So, we have succulent slow-cooked spiced lamb on the bone; julienned carrot, onion and a few other vegetables; crisp various salad leaves round the side; and beneath, al dente spaghetti that is rather bland but is an excellent foil for the rest of the flavoursome food; and superb rice that has been steamed in stock and herbs. There are two sauces on the side: a hot red chilli one and a green herb-based one, both sensational.

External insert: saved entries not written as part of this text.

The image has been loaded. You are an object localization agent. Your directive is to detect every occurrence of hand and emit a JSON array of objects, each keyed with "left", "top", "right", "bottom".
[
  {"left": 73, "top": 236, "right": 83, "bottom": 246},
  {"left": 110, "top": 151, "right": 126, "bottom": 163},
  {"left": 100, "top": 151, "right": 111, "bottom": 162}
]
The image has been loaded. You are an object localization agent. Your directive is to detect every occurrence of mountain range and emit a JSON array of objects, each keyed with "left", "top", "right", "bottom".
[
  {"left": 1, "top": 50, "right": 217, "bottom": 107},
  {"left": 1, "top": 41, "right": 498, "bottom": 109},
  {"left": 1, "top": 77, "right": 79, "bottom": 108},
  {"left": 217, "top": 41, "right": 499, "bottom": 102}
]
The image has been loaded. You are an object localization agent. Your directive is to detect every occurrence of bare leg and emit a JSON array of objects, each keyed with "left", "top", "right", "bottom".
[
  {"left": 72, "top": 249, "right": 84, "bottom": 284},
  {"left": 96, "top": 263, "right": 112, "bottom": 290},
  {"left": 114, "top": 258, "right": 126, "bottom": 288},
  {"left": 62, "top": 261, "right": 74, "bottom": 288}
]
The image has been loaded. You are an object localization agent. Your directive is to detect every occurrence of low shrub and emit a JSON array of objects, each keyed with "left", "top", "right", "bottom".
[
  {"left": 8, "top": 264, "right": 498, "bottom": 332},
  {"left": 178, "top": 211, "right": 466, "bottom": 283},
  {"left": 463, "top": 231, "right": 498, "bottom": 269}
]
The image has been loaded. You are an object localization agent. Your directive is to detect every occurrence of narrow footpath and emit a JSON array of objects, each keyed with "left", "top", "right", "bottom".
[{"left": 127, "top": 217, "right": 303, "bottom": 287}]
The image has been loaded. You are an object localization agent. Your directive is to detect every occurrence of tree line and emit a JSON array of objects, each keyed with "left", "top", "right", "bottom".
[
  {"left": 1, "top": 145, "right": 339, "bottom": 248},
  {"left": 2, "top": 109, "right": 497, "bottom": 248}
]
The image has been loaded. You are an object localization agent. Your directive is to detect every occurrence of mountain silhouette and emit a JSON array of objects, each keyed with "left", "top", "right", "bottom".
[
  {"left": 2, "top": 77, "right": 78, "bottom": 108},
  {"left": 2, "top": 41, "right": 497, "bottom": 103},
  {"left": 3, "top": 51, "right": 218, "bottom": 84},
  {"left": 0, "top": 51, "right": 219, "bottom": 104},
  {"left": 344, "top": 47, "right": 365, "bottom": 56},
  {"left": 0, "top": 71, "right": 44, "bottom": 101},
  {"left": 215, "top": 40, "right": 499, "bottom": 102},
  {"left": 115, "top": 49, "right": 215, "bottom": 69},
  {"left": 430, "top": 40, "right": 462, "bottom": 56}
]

Safari Restaurant at Ascot Vale. Picture by Gordon Dann

Safari Restaurant at Ascot Vale. Picture by Gordon Dann

It’s simple fare served unpretentiously, and even though it’s a huge platter, we consume it all.
Somalian food is traditionally eaten with the hands from the centre platter, and most—but not all—of the other guests are eating in this way. We opt for plates and cutlery, however, and the staff are happy to bring them.
We’re also given carafes of Vimto, a fruit cordial which refreshes the palate between mouthfuls of lamb, rice and spaghetti.
The bill comes to a total of only $48 for the four of us (we actually ordered the platter for three, which was plenty for four). Now, $12 a person for lunch at a restaurant is a bargain in Melbourne. As a comparison, at the uni campus where I teach, I pay up to $14 for an ordinary sandwich and a coffee.
The four of us have already made another foodies’ lunch plan to meet half-way between our respective suburbs in the not-too-distant future. Good food at a bargain price, the company of old friends and summer in Melbourne—what could be better?